As I looked at face after face and read their names I was moved with emotion at all these lives cut short. I thought of my own mortality, and remembered a Scripture I often consider from Psalm 90:12 “So teach us to number our days, That we may present to you a heart of wisdom.”
I think of my own calling to bridge this divide– bringing the best biblical scholarship I can to the poor and excluded. I wonder how I can more effectively reduce this gap in the years of my life that remain.
We want to expand the offering of our Certificate in Transformational Ministry at the Margins to pastors and leaders serving excluded populations all over the world.
For years I have felt called to launch a prisoner pastoral ministry training program, and have since completed a five-volume Guerrilla Bible Studies series that includes 52 tried-and-tested discipleship Bible studies can be used as part of this training.

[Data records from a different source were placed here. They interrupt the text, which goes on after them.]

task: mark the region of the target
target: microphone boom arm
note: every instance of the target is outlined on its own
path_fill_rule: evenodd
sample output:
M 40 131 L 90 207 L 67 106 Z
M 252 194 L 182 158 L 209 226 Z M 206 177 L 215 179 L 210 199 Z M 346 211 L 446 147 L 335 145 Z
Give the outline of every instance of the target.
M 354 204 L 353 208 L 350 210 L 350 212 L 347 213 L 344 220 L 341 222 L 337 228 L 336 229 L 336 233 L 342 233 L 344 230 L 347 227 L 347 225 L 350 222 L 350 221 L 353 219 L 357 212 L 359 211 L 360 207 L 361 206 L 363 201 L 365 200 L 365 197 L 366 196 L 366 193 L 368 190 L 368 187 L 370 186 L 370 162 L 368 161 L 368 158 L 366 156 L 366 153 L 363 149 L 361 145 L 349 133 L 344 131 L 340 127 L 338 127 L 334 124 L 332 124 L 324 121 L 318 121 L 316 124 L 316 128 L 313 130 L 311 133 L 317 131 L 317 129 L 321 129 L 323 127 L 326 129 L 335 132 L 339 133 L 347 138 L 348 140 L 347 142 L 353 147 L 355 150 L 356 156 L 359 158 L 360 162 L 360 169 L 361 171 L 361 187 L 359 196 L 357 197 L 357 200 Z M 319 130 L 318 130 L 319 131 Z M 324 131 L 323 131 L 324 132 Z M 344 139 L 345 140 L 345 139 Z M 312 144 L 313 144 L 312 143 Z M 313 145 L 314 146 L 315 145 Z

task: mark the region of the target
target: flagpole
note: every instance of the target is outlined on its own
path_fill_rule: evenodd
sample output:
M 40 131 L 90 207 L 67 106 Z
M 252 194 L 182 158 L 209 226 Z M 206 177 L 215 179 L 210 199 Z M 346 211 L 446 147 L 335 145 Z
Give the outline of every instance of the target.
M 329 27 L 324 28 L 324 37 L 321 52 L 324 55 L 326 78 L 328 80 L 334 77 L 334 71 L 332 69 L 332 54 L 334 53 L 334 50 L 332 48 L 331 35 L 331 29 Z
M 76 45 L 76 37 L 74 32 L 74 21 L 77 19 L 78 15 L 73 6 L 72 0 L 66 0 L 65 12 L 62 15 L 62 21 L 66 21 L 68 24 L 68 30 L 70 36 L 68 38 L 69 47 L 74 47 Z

There, in Denver I met a woman named Sara who has since helped us launch a Certificate in Reading the Bible for Liberation through The People’s Seminary. We now have a distance-learning program in which a number of prisoners are currently enrolled.
I am moved by how Jesus himself shows God’s heart to reach the masses, as he went “around from one city and village to another, proclaiming and preaching the kingdom of God. The twelve were with him” (Lk 8:1).
Jesus was moved with compassion when he saw the crowds, who “were distressed and dispirited like sheep without a shepherd. Then he said to his disciples, “The harvest is plentiful, but the workers are few. Therefore beg the Lord of the harvest to send out workers into his harvest” (Mt 9:36-38).
Recruitment and training of these workers is urgently needed now, and like God who sends his best to the least, may we follow suit in whatever ways we are able.